MAFIG: Multi-agent Driven Formal Instruction Generation Framework
Summary: arXiv:2604.10989v1 Announce Type: new
Abstract: Emergency situations in scheduling systems often trigger local functional failures that undermine system stability and even cause system collapse. Existing methods primarily rely on robust scheduling or reactive scheduling, handling emergencies through predefined rules or rescheduling strategies. However, the diversity and unpredictability of real-world emergencies make them difficult to anticipate, which limits the adaptability of these methods in complex scenarios.
Recent studies have shown that Large Language Models (LLMs) possess strong potential for complex scheduling tasks because of their extensive prior knowledge and strong reasoning capabilities. Nevertheless, the high inference latency of LLMs and the lengthy contextual information of scheduling systems significantly hinder their application for emergency handling.
Introducing MAFIG
To mitigate these issues, we propose the Multi-agent Driven Formal Instruction Generation Framework (MAFIG). This innovative framework constrains the decision scope to local functional modules affected by emergency situations and repairs scheduling logic rapidly by generating formal instructions.
Key Components of MAFIG
- Perception Agent: This component is responsible for assessing the current state of the scheduling system and identifying potential emergencies.
- Emergency Decision Agent: This agent facilitates quick decision-making by processing information from the Perception Agent and generating formal instructions to mitigate the impact of emergencies.
Addressing Latency Challenges
We further introduce a span-focused loss-driven local distillation mechanism (SFL) to enhance the performance of the framework. The SFL mechanism transfers the decision-making capability of powerful Cloud Large Language Models (C-LLMs) to lightweight local models.
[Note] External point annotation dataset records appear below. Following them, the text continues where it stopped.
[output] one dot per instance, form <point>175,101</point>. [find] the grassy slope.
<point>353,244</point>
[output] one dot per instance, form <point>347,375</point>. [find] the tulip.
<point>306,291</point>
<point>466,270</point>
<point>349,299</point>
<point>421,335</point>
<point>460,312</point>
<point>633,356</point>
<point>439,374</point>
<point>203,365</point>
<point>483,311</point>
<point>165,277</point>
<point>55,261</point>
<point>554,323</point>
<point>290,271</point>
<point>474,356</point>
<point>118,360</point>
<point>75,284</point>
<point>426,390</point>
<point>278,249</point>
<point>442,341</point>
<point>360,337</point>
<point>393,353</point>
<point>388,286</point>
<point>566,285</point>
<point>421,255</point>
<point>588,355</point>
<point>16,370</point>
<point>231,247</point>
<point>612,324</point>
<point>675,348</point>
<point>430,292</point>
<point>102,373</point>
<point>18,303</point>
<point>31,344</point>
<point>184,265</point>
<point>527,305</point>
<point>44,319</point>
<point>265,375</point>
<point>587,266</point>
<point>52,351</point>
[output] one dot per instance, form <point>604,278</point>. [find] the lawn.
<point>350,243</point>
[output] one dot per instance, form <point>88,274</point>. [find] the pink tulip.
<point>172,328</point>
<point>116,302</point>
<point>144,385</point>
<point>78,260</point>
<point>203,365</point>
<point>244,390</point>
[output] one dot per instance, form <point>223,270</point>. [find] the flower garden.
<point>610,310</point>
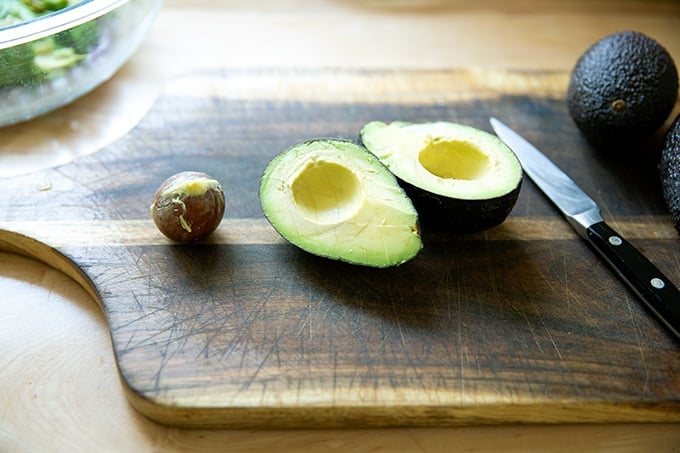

This transfer reduces inference latency while preserving decision-making effectiveness, enabling faster responses to emergencies.
Experimental Results
Experiments conducted using Port, Warehousing, and Deck scheduling datasets demonstrated the effectiveness of the MAFIG framework. The results indicate:
- Success rate in Port scheduling: 98.49%
- Success rate in Warehousing scheduling: 94.97%
- Success rate in Deck scheduling: 97.50%
Additionally, the average processing times for these datasets were:
- Port: 0.33 seconds
- Warehousing: 0.23 seconds
- Deck: 0.19 seconds
Conclusion
The results demonstrate that MAFIG effectively mitigates the impact of emergencies on scheduling systems and significantly improves their robustness and adaptability. This framework represents a promising advancement in the field of emergency management within complex scheduling environments, paving the way for more resilient systems in the future.